Ja, die Mitarbeiter seien immer höflich und freundlich, sagt Schwester Editha. "Und nehmen sich die Pflegekräfte ausreichend Zeit für Sie?", fragt Simone Rusch. Auch das bejaht die ehemalige Krankenschwester: "Die sind hervorragend, die Angestellten, das muss man sagen." Bei allen übrigen Fragen zu Pflege und Betreuung ist sie ebenfalls voll des Lobes.
Überall Bestnoten
Dem Orden Schwestern von der heiligen Elisabeth war Schwester Editha in den dreißiger Jahren des vergangenen Jahrhunderts beigetreten. Mit dieser Entscheidung für ein eheloses, von Gebet und Arbeit geprägtes Leben war absehbar, dass sie im Alter in einem Seniorenheim leben würde. Doch auch wer Kinder hat, kann in Deutschland keineswegs darauf zählen, später von Angehörigen versorgt zu werden: Um mehr als die Hälfte der 2,2 Millionen Pflegebedürftigen kümmern sich ambulante Dienste und Altenheime. Herrschen dort Missstände, sind die gebrechlichen Bewohner dem häufig schutzlos ausgeliefert – in der Vergangenheit sorgten immer wieder Pflegeskandale für Aufsehen. Auch deshalb gibt es die unangemeldeten Kontrollen.
Die 67-jährige Bewohnerin Schwester Carola, die als nächste von Simone Rusch befragt wird, hat ebenfalls keinen Grund zur Klage - wieder überall Bestnoten. Die Betreuung gehe über die reine Pflege hinaus, erzählt Schwester Carola: "Die Schwestern geben sich Mühe, die erzählen uns was, die lesen was vor, die singen mit uns."

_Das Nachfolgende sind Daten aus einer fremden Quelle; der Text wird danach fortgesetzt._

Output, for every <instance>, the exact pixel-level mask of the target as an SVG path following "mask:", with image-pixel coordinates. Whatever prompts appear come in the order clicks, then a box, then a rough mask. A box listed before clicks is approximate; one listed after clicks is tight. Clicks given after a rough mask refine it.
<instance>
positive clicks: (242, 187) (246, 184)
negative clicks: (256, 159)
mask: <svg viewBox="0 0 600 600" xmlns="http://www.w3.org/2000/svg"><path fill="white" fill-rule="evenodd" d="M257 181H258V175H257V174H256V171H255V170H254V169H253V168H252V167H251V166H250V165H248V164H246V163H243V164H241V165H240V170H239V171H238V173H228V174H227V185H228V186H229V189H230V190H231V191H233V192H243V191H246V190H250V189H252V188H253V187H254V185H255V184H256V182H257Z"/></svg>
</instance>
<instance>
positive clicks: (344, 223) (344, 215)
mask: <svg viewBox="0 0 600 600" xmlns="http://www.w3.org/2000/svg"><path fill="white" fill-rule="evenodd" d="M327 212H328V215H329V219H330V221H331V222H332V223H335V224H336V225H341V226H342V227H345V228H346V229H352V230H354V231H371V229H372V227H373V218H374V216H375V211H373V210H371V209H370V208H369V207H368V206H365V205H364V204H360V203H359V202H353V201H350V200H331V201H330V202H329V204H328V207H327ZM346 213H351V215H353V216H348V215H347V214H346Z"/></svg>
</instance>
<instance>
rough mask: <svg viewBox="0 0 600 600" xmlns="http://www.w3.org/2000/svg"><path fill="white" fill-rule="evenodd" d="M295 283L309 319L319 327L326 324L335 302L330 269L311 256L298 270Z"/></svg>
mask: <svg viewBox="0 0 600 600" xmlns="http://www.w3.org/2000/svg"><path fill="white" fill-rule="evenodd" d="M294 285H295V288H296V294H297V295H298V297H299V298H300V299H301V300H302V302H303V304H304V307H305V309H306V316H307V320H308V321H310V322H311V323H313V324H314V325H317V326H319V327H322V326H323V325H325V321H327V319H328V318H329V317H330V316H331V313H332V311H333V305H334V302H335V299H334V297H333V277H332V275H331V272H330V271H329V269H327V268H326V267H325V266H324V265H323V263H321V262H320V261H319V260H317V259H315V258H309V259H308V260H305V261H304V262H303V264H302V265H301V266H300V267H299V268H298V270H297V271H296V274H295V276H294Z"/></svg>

Im Schwesternzimmer hat Birgit Freimuth derweil noch immer viele Fragen an die Heimleiterin: "Haben Sie Protokolle von Beschwerden, sammeln Sie das? Das müsste ich einsehen." Schwester Agnes springt wieder auf – sie muss heute noch viele Ordner wälzen. Doch die Heimleiterin nimmt es gelassen: "Durch diese Prüfung können wir herausfinden, was wir verbessern können. Das ist zwar etwas Stress, weil man so viel nachsehen muss, aber es ist gut."